As these are strictly against the law and as there is another law that stipulates that if cut-outs are put up, they need to be removed within three days, we must realise that these are after all temporary structures. And so they need to create the maximum impact in the shortest possible time. How can this be done?
Firstly, by ensuring that they are put up at the busiest possible place. The putting up process is a ceremony by itself. The hoarding/banner/cut-out is laid flat on the road, occupying space meant for vehicles. In the meantime, a group of toughs loiters about to ensure that those in charge of the law do not interfere. A gang of workmen then gets busy with crowbars and pick-axes. This is to dig and dislodge pavement stones from the footpath (if it exists) so that casuarina poles can be firmly fixed. The removed stones are not thrown away for they come into use for steadying the poles that cannot be fixed on the sidewalk (if it…) but on the road which unfortunately cannot be dug. Then comes the task of nailing the hoarding/banner/cut-out in place. When this is done, the toughs and the workmen depart, leaving the debris behind – loose paving, nails and yards of rope. These are their gifts for the meek who, having inherited the earth, have to walk about on it, tripping over the loose stones, getting pricked by the nails and being entangled in the rope.
Second, there is the shape of the cut-out. The spherical one is the most preferred for it occupies the maximum surface area and so cuts off visibility in all four directions. You cannot bend low and walk under it either. The rectangular ones are better for they permit walking underneath rather like the Colossus of Rhodes allowed ships to pass below. But these suffer from a major weakness in the eyes of physics. Their height being far greater than their width, they have a very high centre of gravity. This causes the Olympian leaders to gradually bend down and try and mingle with the common folk on the road. They also sway to the breeze. All this stooping to conquer gives motorists the jitters for you never know on whom the grace of the leader will fall. All in all, these are adventurous times for those on the roads.
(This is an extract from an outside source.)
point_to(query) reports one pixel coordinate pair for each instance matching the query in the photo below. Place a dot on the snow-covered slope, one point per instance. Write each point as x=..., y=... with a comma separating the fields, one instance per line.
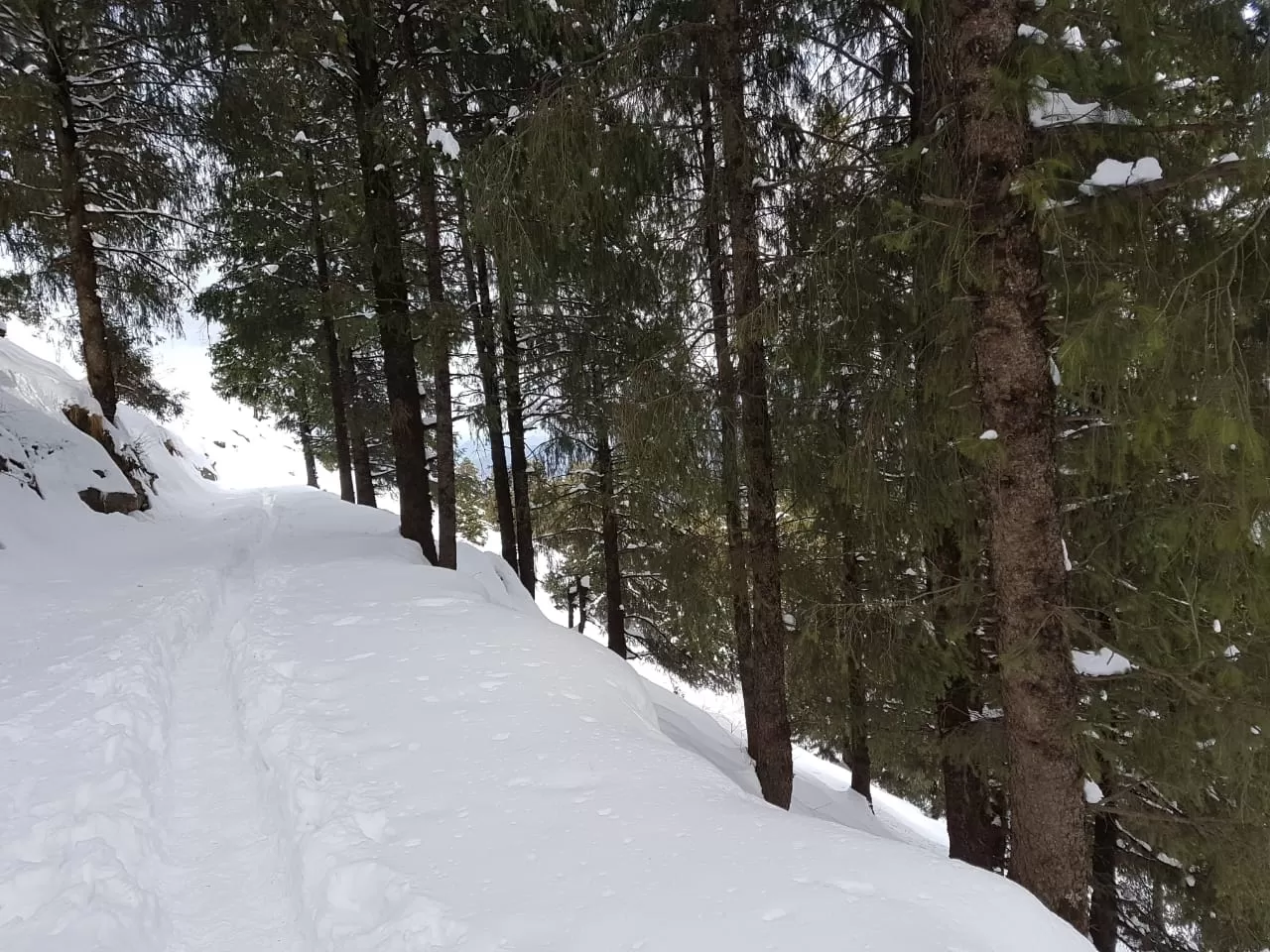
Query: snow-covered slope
x=258, y=721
The Man from Madras Musings notes that the children are celebrating birthdays too, though the mater familias has expressed disapproval of events of this kind. It is only that the attempts at using Queen’s English to sing of someone, whose vocabulary is said to be of the best, is rather amusing. And so, what do you mean by referring to someone as ‘Patritian’?
Lincoln is the spirit of the times we all know. And so some have also referred to Imperatrix as the second Lincoln. The largest of the hoardings have been put up on a route that the erstwhile pater familias of the State shuttles on. This is presumably to ensure that he gnashes his teeth (if any).